Szego Seminar: "The Dollar Game and the Riemann-Roch Theorem for Graphs"

Speaker: Adeli Hutton and Hyojeong Son

Abstract: In this talk, we will introduce the dollar game, which motivates the study of discrete Laplacians and the theory of divisors on graphs. The dollar game, also known as chip-firing, is played on a finite, undirected, connected graph and consists of lending and borrowing moves. In a lending move, a selected vertex disperses one chip along each edge to neighboring vertices, and a borrowing move at a vertex takes one chip in from each of its neighboring vertices. A graph's configuration is the number of chips at each vertex of the graph, which gives rise to the definition of a divisor in this setting: a linear combination of the vertices based on the graph's configuration. Various linearly equivalent divisors can be obtained through sequences of lending and borrowing moves at the vertices, which will be discussed in this talk.

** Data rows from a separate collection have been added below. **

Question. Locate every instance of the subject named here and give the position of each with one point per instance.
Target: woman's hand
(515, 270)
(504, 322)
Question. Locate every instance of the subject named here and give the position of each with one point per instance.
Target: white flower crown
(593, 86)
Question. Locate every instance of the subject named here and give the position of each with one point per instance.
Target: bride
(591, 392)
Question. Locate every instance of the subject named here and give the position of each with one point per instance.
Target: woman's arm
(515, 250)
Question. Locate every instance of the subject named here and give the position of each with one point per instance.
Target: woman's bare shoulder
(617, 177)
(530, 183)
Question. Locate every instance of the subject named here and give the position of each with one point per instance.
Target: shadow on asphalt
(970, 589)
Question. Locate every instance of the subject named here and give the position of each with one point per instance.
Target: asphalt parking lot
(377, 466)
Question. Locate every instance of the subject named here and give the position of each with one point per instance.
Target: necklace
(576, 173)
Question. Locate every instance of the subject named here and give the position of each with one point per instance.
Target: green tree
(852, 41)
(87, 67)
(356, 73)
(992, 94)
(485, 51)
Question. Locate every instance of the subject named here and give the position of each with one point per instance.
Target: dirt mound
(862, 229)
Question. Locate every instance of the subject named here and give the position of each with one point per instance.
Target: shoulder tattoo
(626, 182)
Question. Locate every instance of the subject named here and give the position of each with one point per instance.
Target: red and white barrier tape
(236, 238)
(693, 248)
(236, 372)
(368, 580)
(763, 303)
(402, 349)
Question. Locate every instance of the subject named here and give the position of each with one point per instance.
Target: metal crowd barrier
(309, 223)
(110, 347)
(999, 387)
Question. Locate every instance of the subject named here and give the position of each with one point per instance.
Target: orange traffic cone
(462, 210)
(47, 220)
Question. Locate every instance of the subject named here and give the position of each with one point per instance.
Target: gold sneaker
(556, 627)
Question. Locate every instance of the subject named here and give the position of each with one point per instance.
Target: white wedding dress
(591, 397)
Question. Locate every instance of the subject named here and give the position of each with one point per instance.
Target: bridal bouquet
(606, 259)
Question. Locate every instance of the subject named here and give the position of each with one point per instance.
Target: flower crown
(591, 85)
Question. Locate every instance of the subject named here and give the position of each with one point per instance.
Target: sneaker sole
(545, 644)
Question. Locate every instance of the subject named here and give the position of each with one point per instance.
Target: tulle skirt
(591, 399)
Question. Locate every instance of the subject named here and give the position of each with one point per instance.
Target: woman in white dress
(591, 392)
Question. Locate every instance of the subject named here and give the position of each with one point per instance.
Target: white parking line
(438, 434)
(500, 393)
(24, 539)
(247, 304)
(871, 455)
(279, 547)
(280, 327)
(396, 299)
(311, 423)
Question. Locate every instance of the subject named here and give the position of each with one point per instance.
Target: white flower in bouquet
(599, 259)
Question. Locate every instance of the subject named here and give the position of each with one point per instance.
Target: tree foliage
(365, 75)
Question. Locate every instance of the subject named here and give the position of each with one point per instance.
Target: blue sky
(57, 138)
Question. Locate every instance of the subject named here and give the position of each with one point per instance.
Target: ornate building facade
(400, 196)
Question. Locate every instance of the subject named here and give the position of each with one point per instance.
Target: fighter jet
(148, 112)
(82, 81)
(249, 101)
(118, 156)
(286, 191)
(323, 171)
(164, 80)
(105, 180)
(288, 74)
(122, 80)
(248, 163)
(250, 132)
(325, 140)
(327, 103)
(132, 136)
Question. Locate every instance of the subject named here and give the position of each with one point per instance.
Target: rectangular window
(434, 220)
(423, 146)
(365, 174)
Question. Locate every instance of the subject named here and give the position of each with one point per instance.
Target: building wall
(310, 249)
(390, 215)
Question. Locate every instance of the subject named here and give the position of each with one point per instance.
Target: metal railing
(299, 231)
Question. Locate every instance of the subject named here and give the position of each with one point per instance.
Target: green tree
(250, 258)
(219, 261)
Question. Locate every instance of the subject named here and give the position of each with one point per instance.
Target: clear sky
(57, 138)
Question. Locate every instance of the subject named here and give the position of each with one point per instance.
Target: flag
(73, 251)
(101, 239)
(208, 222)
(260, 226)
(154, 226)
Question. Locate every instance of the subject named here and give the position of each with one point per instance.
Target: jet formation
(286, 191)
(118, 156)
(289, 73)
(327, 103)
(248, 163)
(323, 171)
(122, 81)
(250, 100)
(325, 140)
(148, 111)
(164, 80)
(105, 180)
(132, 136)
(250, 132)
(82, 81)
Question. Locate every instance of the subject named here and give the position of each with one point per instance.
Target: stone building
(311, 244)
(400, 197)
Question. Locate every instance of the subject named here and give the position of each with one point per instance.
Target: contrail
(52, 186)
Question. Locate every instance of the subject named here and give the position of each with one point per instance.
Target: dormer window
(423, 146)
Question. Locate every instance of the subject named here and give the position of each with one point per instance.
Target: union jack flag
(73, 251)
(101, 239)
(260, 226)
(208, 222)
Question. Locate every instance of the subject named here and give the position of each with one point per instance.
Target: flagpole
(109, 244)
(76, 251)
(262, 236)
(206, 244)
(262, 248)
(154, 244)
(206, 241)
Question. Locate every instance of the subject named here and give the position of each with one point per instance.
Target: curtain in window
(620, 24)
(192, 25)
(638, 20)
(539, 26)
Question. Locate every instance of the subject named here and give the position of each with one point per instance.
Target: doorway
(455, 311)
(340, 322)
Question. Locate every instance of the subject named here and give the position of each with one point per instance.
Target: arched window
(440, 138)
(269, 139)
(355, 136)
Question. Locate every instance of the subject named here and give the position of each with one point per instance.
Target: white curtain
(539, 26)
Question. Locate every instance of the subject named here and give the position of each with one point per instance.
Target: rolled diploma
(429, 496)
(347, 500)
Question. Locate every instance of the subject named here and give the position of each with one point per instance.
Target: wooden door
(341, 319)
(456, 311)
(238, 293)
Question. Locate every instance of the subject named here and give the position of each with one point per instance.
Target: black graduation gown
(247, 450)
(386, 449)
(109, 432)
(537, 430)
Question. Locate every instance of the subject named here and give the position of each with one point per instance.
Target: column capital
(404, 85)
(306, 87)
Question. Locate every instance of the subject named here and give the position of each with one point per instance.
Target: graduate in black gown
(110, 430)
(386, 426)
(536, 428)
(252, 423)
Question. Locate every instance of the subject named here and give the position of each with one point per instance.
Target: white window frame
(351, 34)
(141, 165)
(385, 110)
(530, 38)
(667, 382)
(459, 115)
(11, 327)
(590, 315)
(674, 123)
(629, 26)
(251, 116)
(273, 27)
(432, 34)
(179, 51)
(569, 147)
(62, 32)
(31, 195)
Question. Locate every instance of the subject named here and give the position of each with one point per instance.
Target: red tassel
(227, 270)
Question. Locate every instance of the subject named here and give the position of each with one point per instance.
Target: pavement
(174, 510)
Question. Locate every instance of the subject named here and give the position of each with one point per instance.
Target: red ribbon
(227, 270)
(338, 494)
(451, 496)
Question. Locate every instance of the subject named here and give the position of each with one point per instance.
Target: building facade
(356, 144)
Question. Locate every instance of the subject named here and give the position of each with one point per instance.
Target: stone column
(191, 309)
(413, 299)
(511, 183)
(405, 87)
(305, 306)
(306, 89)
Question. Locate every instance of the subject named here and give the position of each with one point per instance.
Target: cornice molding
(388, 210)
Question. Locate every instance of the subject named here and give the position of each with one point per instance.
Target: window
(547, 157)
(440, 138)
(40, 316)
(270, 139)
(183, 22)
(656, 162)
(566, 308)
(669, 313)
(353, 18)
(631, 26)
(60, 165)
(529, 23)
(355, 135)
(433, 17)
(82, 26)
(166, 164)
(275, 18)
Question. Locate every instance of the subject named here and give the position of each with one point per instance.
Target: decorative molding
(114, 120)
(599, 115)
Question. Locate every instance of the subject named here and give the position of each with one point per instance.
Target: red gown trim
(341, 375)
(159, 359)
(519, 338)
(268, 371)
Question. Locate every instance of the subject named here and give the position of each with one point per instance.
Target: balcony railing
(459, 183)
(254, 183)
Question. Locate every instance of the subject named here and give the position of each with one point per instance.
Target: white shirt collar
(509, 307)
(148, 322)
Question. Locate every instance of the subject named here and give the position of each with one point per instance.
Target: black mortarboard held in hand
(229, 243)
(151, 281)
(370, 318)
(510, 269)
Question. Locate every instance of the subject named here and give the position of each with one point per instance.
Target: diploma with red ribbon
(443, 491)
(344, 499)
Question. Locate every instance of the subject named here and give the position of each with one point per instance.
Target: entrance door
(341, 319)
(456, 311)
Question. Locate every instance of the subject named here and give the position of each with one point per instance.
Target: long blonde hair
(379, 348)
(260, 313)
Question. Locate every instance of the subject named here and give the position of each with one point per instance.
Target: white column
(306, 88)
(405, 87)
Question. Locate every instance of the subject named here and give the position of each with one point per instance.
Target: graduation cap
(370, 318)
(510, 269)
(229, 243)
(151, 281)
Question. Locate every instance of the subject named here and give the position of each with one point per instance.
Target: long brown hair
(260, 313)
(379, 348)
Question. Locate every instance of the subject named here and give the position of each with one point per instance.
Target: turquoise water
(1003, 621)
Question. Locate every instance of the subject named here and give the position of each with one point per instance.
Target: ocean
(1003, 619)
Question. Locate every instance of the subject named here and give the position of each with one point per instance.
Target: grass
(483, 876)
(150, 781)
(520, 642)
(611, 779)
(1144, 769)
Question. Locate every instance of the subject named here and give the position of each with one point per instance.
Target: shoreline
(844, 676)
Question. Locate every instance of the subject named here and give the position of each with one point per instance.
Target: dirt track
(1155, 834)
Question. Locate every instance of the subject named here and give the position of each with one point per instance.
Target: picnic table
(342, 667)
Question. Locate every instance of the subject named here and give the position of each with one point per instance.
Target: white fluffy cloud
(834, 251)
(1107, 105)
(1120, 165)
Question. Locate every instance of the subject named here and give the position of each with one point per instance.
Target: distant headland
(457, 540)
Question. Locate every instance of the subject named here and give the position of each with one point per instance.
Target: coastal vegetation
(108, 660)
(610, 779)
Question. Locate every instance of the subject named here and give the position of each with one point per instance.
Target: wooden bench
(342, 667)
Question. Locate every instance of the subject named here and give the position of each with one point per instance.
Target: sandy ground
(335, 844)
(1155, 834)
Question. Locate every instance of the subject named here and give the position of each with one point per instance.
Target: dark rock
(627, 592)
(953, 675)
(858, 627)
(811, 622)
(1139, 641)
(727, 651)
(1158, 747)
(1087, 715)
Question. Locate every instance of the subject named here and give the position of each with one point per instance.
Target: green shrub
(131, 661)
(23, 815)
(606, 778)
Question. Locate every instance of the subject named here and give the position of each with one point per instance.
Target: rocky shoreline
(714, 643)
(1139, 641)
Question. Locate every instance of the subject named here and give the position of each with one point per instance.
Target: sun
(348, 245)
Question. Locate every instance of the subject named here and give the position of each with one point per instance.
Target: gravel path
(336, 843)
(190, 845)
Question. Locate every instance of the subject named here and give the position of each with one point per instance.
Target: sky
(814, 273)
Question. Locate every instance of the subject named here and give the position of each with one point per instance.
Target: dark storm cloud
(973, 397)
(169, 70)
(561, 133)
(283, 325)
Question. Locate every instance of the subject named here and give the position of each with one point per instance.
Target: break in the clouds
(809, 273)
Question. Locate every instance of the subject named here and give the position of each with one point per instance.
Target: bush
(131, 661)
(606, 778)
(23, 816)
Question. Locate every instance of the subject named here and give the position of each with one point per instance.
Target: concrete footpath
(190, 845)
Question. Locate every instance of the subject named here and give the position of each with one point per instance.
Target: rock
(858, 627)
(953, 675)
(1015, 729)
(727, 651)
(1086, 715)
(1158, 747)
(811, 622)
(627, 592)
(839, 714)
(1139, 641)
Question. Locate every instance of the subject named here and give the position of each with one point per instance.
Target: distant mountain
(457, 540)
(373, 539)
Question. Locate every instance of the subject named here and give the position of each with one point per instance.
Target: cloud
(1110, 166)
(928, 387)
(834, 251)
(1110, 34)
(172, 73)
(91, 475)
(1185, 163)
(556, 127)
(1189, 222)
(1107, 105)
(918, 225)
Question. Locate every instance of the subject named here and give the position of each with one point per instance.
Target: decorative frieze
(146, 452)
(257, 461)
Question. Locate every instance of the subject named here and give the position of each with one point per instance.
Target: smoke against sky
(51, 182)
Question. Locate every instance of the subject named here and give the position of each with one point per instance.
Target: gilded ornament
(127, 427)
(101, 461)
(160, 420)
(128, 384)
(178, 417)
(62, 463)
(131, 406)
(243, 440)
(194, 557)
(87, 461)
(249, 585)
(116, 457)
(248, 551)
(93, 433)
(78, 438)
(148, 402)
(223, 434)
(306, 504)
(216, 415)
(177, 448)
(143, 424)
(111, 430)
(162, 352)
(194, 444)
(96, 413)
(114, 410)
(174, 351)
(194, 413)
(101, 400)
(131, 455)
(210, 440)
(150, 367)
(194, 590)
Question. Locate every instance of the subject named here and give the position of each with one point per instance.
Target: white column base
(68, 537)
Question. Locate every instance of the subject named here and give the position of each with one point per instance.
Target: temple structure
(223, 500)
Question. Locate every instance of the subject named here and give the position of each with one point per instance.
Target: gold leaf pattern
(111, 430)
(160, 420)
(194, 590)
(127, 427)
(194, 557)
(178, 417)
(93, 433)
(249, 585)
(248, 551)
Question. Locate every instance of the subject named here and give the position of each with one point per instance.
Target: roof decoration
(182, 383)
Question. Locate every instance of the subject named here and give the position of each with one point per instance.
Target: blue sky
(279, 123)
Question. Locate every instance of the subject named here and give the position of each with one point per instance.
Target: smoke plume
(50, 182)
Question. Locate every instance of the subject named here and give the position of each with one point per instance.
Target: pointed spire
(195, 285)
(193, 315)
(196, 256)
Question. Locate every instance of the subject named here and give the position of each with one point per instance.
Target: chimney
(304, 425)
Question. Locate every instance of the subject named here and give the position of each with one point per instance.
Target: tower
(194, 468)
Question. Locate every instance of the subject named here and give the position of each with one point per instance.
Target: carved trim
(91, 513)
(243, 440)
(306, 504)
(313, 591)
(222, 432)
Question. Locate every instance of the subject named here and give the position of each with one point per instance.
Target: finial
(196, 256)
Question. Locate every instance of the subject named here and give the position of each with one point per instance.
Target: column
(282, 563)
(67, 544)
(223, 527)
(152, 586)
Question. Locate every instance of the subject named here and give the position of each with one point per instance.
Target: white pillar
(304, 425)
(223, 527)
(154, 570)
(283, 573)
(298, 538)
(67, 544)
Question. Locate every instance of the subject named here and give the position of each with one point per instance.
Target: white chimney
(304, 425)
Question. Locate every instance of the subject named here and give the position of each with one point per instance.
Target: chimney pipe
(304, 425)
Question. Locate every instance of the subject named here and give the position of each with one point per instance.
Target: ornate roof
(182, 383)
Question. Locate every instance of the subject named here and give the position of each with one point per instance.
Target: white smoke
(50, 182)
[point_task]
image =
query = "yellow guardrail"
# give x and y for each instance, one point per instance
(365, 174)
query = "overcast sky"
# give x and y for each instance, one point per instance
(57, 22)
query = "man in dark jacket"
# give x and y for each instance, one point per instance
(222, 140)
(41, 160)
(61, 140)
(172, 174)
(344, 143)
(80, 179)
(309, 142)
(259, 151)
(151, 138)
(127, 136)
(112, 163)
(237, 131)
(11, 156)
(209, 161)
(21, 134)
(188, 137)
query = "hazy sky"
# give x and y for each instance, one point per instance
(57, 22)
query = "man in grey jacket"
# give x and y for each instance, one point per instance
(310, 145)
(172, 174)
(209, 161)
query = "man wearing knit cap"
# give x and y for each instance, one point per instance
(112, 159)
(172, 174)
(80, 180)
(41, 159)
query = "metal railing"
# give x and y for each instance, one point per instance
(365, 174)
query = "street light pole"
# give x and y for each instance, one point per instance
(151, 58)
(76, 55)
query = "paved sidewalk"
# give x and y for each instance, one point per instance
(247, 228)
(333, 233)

The theory of divisors on graphs is parallel to the theory of divisors on Riemann surfaces, and we will introduce a graph-theoretic version of the classical Riemann-Roch Theorem provided by Baker and Norine in 2007. This talk will also provide examples of applications of this discrete version of the Riemann-Roch Theorem. In addition to being useful in combinatorics, chip-firing games have diverse applications in algebraic geometry, linear algebra, and statistical physics.